Work experience always looks impressive on a resume. It conveys that if an employer were to hire you, you’d have some clue of what the world of work is like. That’s why acquiring internships these days are such a phenomenon. It’s one of the best ways for student to get legitimate, work experience. But what do you do if your work experience is basically nonexistent? Here are a few ideas:
- Volunteer. Volunteer. Volunteer: Organizing an event, either for your school or your community, requires all sort of business skills and interactions. It not only gives you needed experience, but also shows you’ve got initiative and leadership, something all bosses like to see.
- List relevant courses: At the very top of your resume, in between your academic credentials and work experience, list academic classes you’ve taken that pertain to the job you’re trying to secure.
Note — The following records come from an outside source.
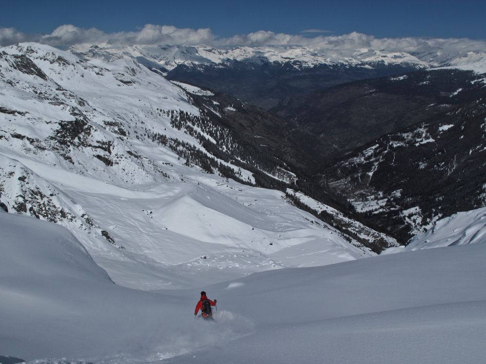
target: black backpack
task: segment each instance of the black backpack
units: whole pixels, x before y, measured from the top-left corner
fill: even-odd
[[[206,314],[209,315],[211,314],[211,302],[209,302],[208,299],[205,299],[202,301],[203,305],[202,308],[201,309],[201,312],[203,314]]]

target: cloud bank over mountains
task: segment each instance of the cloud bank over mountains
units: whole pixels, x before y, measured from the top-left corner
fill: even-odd
[[[199,45],[220,48],[236,46],[298,46],[315,49],[337,50],[371,48],[389,51],[423,52],[441,50],[446,52],[481,52],[486,50],[486,40],[467,38],[426,39],[420,38],[377,38],[372,35],[353,32],[341,35],[315,32],[309,36],[273,32],[259,31],[247,34],[221,38],[209,28],[178,28],[169,25],[146,24],[135,32],[106,33],[96,28],[85,29],[72,25],[58,27],[51,34],[28,34],[14,28],[0,28],[0,45],[8,46],[21,42],[37,42],[67,48],[81,44],[154,46],[159,44]]]

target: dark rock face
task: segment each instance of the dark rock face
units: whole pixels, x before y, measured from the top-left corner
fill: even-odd
[[[22,73],[36,76],[44,81],[47,80],[46,74],[25,54],[9,55],[5,52],[2,52],[0,53],[0,58],[5,58],[13,68]]]
[[[301,63],[283,64],[268,61],[228,61],[226,64],[181,65],[167,74],[169,80],[209,87],[269,110],[282,99],[295,94],[323,89],[337,84],[416,71],[412,65],[387,66],[320,65],[305,67]]]
[[[0,363],[2,364],[17,364],[17,363],[25,363],[25,361],[13,356],[0,355]]]
[[[486,99],[385,135],[322,172],[370,225],[403,243],[435,219],[486,204]]]
[[[478,78],[442,70],[357,81],[287,97],[271,111],[318,135],[336,156],[486,96]]]

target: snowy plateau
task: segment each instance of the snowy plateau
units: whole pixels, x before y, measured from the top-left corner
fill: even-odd
[[[376,256],[204,147],[210,92],[107,54],[0,48],[0,362],[486,362],[486,209]]]

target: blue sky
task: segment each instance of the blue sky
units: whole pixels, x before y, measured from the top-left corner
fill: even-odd
[[[379,38],[486,39],[485,0],[1,0],[0,6],[0,28],[25,33],[50,33],[67,24],[111,33],[150,23],[209,28],[223,37],[259,30],[302,34],[315,29],[330,35],[358,32]]]

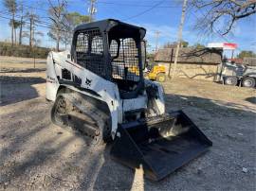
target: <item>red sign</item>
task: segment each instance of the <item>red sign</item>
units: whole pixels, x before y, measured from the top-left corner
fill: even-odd
[[[223,49],[234,50],[236,48],[237,48],[237,43],[223,43]]]

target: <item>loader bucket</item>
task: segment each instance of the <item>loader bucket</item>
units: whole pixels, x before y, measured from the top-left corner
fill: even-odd
[[[119,126],[110,155],[132,168],[142,165],[146,178],[160,181],[210,146],[211,141],[178,111],[160,120]]]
For example, my sophomore year, I took an IT Management class, and excel was drilled into my brain – I will highlight that detail on my resume if I’m trying for an IT-based job.
- Letters of Recommendation: This isn’t technically part of your resume, but it’s always nice for employers to hear from someone other than yourself how awesome you are. This holds true for LinkedIn Recommendations as well.
- Club Involvement/Leadership Positions: Being a club member doesn’t equate to working part time for the advertising agency in your town, but, depending on the club, it’s a way to highlight your skill set, enthusiasm and work ethic. For example: You’re in the Spanish Club – make sure you include it on your resume! Everyone wants to hire someone who can speak more than just English these days).